# Certainteed class action lawsuit



## ih772 (Jan 28, 2003)

I've seen a commercial a few times talking about a class action lawsuit. Any idea what its all about? Esox?


----------



## Big Frank 25 (Feb 21, 2002)

http://www.lawyersandsettlements.com/features/certainteed-shingles.html


----------



## ESOX (Nov 20, 2000)

All shingle manufactures who made organic mat shingles (commonly incorrectly called "asphalt shingles") had big time curling and degredation issues for a few years about a decade ago. I have heard many reasons for this, but it was a widespread problem across the industry. The response from manfacturers was wide and varied. Some like BP stepped up and went above and beyond what was expected to make it right. Others, like Globe just closed the doors. Celotex quit making shingles.

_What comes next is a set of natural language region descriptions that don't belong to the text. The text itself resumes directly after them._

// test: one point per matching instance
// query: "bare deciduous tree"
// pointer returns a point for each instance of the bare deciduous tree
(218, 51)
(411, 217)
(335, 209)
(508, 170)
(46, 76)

I have heard mixed reviews regarding IKO's handling of the situation, but from what I have seen they were more than accomodating, even though most of the roofs installed around here at that point in time were inadequately ventilated. GAF completely screwed over a buddy of mine who had Timberlines on a house he bought that were absolute garbage. GAF nitpicked the installation job, which had nothing to do with the shingles falling apart, and took the opportunity to screw him out of the warranty on a 60 sq roof. Their response to his complaint was "so sue us". He didn't want to invest the time or effort, so he ate the replacement cost.
Obviously Certainteed's response to this was also less than stellar, and they are now paying more than honoring the actual prorated provisions of the warranty would have cost them. Good.


----------



## ih772 (Jan 28, 2003)

Thanks ESOX, I knew you'd have good info.


----------



## RGROSE (Jan 16, 2005)

Join the lawsuit, Wait for your check for $3.00 LOL


----------